Ah.. Bizim dağların arasından süzülüp gelen dümdüz bir deremiz, masmavi bulutlara konuveren M’li kuşlarımız varken mutsuz muyuz? Tabi ki evet. Sizi bilemem ama ben görüyorum; sebepsiz bir sevgi pınarı, sınırsız bir hayal dünyası ve esnekliğin en güzel örnekliğini sergileyen eylemleriyle çocuklara resmen özeniyorum.
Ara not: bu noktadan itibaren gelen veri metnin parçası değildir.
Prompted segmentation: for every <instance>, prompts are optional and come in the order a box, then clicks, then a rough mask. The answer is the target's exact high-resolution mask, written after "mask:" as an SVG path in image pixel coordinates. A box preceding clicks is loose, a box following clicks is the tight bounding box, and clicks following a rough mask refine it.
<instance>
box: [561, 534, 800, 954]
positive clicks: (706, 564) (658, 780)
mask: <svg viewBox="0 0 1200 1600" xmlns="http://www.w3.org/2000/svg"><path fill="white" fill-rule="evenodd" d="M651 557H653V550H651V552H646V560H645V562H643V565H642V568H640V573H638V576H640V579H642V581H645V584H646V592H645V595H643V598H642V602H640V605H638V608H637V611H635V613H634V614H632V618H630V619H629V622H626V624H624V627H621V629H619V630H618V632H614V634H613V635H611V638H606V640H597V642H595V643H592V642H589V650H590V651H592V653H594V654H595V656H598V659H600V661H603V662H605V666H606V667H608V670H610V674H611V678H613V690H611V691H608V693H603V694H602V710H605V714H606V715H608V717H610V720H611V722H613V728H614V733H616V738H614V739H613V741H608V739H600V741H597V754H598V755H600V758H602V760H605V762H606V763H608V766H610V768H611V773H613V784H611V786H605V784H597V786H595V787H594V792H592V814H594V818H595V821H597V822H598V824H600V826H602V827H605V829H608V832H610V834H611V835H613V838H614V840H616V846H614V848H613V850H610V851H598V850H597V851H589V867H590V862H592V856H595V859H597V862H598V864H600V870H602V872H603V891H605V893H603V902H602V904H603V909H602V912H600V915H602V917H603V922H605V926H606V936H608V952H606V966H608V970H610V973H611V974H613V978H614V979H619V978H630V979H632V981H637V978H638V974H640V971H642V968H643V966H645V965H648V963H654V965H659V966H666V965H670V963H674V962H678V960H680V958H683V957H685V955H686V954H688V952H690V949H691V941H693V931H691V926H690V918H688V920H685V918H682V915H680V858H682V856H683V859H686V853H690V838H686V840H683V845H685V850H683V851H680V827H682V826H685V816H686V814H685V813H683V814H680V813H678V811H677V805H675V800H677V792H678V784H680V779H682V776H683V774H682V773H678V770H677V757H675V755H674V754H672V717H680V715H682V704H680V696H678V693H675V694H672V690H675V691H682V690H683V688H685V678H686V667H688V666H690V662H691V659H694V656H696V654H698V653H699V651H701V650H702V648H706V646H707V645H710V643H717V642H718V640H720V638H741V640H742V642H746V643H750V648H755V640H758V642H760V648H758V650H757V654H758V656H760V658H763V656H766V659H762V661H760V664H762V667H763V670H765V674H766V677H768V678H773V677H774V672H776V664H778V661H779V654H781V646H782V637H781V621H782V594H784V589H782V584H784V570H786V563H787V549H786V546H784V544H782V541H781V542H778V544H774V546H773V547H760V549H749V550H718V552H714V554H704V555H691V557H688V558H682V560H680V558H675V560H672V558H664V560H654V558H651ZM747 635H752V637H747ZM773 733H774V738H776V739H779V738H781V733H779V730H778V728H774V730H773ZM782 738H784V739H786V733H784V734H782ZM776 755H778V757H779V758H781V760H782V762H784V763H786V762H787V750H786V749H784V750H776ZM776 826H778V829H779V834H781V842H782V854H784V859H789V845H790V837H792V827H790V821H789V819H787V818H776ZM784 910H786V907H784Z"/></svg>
Edindiğimiz veya geliştirdiğimiz nice yaşam becerimize karşın nelerden mahrum olduğumuz ortada. At çiftliklerinden pek da farkı olmayan yaşamlarımızla rafine sözler, derinliksiz duygu durumları ve alışkanlığın omurgasını oluşturan mutat eylemlerimiz bize çocukluğumuzu geri getirmeyecek.
Geç değil. Hepimizi içimizdeki neşe ve özgürlük kaynağı olan çocukluğu’nun ellerinden tutmaya davet ediyorum. Bol şanslar..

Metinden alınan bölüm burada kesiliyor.